With RML torsion, the lobe twists around its bronchovascular pedicle, which may obstruct the airway and cause vascular compromise and ischemia. Imaging features may manifest as rapid consolidation of the lobe, “bulging” of the reoriented fissure, twisting of hilar structures, acute truncation of the pulmonary artery and diminished enhancement on contrast-enhanced computed tomography (CT).3 Lobar torsion typically requires emergent reexploration, with derotation (detorsion) and pneumopexy when feasible,4 or resection of nonviable lung.2,5

The pathophysiology of medical RML atelectasis was described by Graham et al. in 1948,6 with enlarged lymph nodes extrinsically compressing the RML bronchus, in a patient with chronic cough, hemoptysis and recurrent infection.
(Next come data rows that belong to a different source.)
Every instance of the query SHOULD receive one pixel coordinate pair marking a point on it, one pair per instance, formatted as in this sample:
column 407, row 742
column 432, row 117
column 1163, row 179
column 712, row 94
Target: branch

Based on a report by Ueda et al.,7 the postsurgical name RMLS was adopted for a similar scenario that develops after RUL lobectomy (RULL) and consists of RML atelectasis and/or RML bronchial kinking, with or without respiratory symptoms. With RMLS, the RML bronchus, with its narrow diameter, may twist or kink as the RML ascends and rotates to fill the RULL space, without vascular compromise. Similarly, RMLS has been reported as a wedge-shaped consolidation along with the upper right aspect of the mediastinum, which may be sharply demarcated laterally by the reoriented minor fissure,3 and as progressive RML consolidation. The RML bronchus may be kinked or obliterated on CT. Affected patients may need repeat bronchoscopic dilations, bronchial stent placement, or RML lobectomy.

Nonaka et al.8 studied a rabbit model and found a significant change in the angle between the RML bronchus and bronchus intermedius after RULL, especially in the coronal plane. The authors also observed that deformation of the RML bronchial orifice correlated with decreased volume of the RML. Inners et al.9 found that the RML inherently had decreased or ineffective collateral ventilation, which may predispose to atelectasis.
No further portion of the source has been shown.